Since joining the Zephyrs he has mainly worked out of the bullpen as he gets back into a comfort zone after a lengthy waiver process, though he should start on Tuesday, he said.
Right now he's working on making sure that he's hugging the edges of the plate more consistently, as too often in the majors he would either leave it over the middle or too far off.
"I think while I'm down here, I'm really just [trying to] pound the strike zone and get out as quickly as possible and keep my pitch count down. That was another thing in the big leagues. I was getting up to 100 pitches around in the fifth inning. That's not something normally I would do," Figueroa said.
Despite not having a dominant pitch, his selection allows him to give hitters plenty of looks. He has a whopping six pitches in his repertoire, or "kitchen sink," as he calls it. He has a four-seam and two-seam fastball, slider, change-up, curveball and forkball.
None of those pitches is going to reach 90 with regularity, as his fastball averaged just 87 miles per hour this year, but that doesn't bother him.
"When I try to throw 94, my fastball instead of moving stays still, and it stays on that same plane and hitters take good hacks at it. Especially with big league hitters," Figueroa said. "If you're not throwing a hundred, you're not getting it by them. I learned that location is much more important."

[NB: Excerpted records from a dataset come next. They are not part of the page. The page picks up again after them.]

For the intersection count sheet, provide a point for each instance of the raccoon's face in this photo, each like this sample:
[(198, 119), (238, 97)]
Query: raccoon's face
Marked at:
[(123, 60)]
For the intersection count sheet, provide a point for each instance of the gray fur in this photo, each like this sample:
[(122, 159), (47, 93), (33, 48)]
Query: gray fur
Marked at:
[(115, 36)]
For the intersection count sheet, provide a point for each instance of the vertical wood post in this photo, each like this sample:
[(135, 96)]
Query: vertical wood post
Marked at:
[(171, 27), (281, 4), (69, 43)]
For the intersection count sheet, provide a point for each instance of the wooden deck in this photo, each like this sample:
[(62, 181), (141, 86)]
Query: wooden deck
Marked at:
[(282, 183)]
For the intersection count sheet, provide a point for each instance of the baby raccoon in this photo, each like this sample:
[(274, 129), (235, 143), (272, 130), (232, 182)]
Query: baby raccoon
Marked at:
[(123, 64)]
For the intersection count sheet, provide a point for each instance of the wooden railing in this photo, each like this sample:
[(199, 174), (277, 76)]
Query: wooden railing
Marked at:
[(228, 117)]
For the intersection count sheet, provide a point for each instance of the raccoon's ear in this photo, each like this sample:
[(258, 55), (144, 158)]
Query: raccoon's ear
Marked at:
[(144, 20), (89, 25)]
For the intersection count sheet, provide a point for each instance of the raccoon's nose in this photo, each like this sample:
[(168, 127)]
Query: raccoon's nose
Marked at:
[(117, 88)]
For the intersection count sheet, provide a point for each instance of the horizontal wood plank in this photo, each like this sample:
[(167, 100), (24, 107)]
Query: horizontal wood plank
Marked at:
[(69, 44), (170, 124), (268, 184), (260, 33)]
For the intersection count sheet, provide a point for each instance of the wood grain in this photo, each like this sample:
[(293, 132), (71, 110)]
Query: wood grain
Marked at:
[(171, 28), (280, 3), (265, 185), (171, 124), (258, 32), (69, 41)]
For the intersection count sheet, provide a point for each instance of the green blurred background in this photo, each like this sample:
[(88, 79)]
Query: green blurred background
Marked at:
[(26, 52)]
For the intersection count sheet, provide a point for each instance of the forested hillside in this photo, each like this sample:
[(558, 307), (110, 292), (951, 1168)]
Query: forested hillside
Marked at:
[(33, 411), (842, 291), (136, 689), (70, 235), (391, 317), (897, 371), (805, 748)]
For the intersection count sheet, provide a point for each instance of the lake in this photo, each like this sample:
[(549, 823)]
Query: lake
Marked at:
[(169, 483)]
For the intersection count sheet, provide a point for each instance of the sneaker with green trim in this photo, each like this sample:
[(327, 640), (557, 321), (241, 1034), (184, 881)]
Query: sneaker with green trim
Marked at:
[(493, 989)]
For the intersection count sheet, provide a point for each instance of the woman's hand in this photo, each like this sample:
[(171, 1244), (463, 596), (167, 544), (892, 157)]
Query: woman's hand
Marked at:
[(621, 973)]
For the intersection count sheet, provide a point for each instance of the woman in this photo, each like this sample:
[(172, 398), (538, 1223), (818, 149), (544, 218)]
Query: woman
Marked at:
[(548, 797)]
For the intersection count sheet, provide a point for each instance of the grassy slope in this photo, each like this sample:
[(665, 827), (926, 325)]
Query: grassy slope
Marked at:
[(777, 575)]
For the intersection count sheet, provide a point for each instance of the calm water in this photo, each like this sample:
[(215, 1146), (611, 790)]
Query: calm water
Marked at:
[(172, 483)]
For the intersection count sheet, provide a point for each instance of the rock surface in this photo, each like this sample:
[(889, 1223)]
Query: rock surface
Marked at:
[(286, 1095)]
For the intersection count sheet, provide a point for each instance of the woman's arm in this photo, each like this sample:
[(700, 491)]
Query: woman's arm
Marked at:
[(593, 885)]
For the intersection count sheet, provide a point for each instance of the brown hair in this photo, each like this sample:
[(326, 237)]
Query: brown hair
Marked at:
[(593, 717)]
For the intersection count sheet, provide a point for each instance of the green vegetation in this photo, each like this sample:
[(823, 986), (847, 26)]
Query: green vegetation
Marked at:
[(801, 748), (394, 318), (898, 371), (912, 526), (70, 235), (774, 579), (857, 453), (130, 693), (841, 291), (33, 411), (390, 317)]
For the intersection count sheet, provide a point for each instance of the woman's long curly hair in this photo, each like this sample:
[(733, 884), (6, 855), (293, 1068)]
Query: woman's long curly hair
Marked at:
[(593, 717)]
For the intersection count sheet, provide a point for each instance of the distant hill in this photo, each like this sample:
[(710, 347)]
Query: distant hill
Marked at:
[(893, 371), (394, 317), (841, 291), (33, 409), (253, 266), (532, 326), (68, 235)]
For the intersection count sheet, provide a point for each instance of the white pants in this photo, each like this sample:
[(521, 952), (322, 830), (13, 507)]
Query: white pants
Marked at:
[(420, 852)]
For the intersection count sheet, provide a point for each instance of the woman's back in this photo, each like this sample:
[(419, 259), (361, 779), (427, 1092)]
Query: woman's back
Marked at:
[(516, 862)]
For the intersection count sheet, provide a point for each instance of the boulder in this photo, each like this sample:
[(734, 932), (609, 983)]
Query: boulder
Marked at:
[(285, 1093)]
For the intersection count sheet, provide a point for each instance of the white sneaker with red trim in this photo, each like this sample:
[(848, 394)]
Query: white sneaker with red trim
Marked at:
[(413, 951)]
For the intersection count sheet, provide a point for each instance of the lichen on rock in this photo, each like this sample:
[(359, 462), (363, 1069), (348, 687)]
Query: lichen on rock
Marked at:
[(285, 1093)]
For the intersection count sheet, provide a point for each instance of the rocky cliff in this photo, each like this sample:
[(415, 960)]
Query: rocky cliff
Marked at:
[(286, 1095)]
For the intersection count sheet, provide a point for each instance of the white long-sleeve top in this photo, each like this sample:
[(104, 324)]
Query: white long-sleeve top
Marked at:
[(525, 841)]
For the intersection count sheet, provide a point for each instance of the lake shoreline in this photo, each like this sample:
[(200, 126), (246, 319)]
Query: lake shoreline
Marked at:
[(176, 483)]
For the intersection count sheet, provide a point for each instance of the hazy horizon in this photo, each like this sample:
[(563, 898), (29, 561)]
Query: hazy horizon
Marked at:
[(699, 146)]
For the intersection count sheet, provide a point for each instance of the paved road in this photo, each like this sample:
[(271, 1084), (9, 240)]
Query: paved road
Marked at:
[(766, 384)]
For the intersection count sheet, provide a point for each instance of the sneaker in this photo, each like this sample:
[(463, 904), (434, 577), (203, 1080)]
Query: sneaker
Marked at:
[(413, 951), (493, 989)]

He'll also give hitters different looks with his mechanics by making adjustments on the fly. He can do a slide-step or hold his rotation a little longer. While he can get hammered at times by going to quickly with his arm – something that he said will make him hang his breaking pitches – it's important for him that he compensates for his lack of velocity with a nice mixture of looks.
Most importantly, though, is that he felt comfortable in the Majors. In a large-market team like New York, that's going to be important.
"I felt that I was better than I had been the previous three years, when I was up with the Pirates," Figueroa said. "I felt stronger. I felt I knew myself more. I knew what I could do and what I couldn't do."